How many such remarkable stories are there of people whose lives were transformed in ways they never could have dreamed of? There are probably many such tales that could be related among those of you gathered here this morning. It seems that life keeps presenting new paths, and those paths frequently lead to greater things – particularly the less traveled ones. This is one good definition of grace.

But, as always, there is a caution. It comes from our other reading for this morning. The Prophet Jeremiah is commanded to go down to the potter’s house where he watches a potter refashioning a work of clay at the wheel. And the inspiration comes to him that the Lord Almighty can refashion his plans and remake his people. Those nations who have been presumed to have no hope can be lifted to new heights, and those who have assumed their privilege or righteousness can be brought to ruin. It’s all a matter of how faithful each nation of people is to the ways of justice and mercy. Another way of putting this is: what goes around comes around. This is a cautionary tale for individuals as well as nations. Those who traffic in injustice will ultimately receive a sentence greater than their crime; those who live by mercy and loving-kindness will, in the end, find an overabundance of good friends. This should give us pause when you and I ignore the needs of others because our agendas are too full or our personal concerns are too weighty. It should also give any nation pause when it goes to bed with ruthless dictators out of a sense of expediency or narrow national interests. In truth, many of us Western nations have seen the sad consequences of such past decisions.

In short, as was the case for the slave, Onesimus, Divine grace can change our lives in dramatic ways, but only if we are prepared to live as people of grace. That grace, offered to us in a thousand ways, becomes imbedded in our hearts if we let it, so that we ourselves become instruments of transformation and hope.
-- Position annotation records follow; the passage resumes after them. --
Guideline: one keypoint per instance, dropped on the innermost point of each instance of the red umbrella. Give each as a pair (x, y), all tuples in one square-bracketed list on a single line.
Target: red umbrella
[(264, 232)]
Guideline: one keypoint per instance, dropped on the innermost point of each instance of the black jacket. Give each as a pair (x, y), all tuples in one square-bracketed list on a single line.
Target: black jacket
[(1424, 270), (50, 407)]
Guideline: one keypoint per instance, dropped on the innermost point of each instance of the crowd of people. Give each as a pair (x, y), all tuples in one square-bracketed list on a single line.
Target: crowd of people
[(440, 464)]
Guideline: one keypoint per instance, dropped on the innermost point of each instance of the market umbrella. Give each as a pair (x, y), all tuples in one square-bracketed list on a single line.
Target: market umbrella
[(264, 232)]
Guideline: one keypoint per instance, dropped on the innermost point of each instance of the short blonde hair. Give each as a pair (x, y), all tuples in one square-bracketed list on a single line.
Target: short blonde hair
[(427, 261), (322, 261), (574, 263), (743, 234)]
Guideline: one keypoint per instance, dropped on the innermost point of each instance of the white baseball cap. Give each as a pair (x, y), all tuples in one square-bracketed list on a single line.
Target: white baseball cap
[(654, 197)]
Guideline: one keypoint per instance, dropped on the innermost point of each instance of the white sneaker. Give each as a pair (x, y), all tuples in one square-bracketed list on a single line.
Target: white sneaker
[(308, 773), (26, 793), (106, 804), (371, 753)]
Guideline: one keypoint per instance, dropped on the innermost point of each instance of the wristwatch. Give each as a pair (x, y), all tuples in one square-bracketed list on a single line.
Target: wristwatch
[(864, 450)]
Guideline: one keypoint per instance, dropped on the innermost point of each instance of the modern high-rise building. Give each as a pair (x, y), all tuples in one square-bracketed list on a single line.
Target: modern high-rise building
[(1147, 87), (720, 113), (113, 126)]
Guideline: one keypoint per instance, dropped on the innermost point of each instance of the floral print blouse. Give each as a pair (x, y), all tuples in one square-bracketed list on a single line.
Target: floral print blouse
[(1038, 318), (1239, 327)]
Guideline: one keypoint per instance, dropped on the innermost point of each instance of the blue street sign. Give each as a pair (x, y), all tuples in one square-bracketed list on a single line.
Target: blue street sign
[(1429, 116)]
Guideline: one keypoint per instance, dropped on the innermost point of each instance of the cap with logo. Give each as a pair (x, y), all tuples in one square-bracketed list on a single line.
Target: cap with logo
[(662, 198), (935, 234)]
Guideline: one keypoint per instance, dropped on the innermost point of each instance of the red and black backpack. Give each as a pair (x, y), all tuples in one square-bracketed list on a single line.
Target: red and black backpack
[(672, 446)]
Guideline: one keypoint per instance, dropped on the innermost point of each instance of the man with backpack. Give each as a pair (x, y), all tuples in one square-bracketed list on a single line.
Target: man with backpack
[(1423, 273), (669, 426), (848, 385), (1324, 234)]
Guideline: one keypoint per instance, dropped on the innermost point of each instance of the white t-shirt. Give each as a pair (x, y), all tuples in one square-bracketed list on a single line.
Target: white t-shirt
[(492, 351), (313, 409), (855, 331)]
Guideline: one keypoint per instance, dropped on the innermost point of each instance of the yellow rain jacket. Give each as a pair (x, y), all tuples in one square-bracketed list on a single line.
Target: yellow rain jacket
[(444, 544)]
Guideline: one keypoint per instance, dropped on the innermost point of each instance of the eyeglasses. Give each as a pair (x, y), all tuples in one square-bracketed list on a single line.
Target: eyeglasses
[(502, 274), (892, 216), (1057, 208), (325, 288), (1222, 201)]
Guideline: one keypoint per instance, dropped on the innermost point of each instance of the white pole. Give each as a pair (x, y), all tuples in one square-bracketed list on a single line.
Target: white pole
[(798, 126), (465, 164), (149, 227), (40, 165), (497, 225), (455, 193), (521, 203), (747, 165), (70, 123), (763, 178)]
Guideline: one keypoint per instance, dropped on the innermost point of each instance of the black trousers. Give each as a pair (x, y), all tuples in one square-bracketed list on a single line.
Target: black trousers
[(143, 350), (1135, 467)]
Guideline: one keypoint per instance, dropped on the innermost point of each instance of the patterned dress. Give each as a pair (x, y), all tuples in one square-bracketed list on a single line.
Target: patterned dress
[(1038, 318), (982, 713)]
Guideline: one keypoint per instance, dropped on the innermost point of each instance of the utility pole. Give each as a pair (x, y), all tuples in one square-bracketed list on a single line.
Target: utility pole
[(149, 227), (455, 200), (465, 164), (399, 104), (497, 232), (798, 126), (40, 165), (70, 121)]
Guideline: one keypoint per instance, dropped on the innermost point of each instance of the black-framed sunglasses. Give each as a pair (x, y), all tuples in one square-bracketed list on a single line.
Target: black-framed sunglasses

I’m sure most of you know the story of the song, Amazing Grace, but it bears repeating. John Newton was a slave ship captain who, through a gradual process of conversion became an ardent abolitionist. His life was turned around by his commitment to follow Christ. Thirty-four years after giving up the slave trade, he wrote, “It will always be a subject of humiliating reflection to me, that I was once an active instrument in a business at which my heart now shudders.”1 He wrote the hymn we often sing and hold dear to our hearts today. Before our communion hymn, I’d like us to all sing the first verse of his hymn together (the words are in your bulletin), but with a twist (you may notice the change to the words in your buletin). With apologies to John Newton, who understandably was revulsed by his having trafficked in the slave trade, I’d like us to not refer to ourselves as wretches. I like to think that it is grace that sets us free – free, in fact to go home. Another line in the hymn says “grace will lead me home.” It is grace that affords us the opportunity to be “at home” with ourselves no matter where we are, or in what circumstances we find ourselves. And then, when we encounter another person we can have the grace to metaphorically welcome them into our “home” and share all that we have with them – ultimately, that means we can have the grace to be free to share ourselves, truly and honestly. So, reflecting on the power of the Spirit at work in our lives, and the way in which, if our hearts are open to it, our paths are altered by that “Amazing Grace,”

let’s sing it together:

[Amazing grace! How sweet the sound that saved and set me free!
I once was lost, but now am found; was blind but now I see.]

I would suggest that this be our keynote as we begin another church year. May we continue to be people of grace, agents of mercy, and therefore have our own paths altered and lives transformed and surprised by the Spirit of Holiness.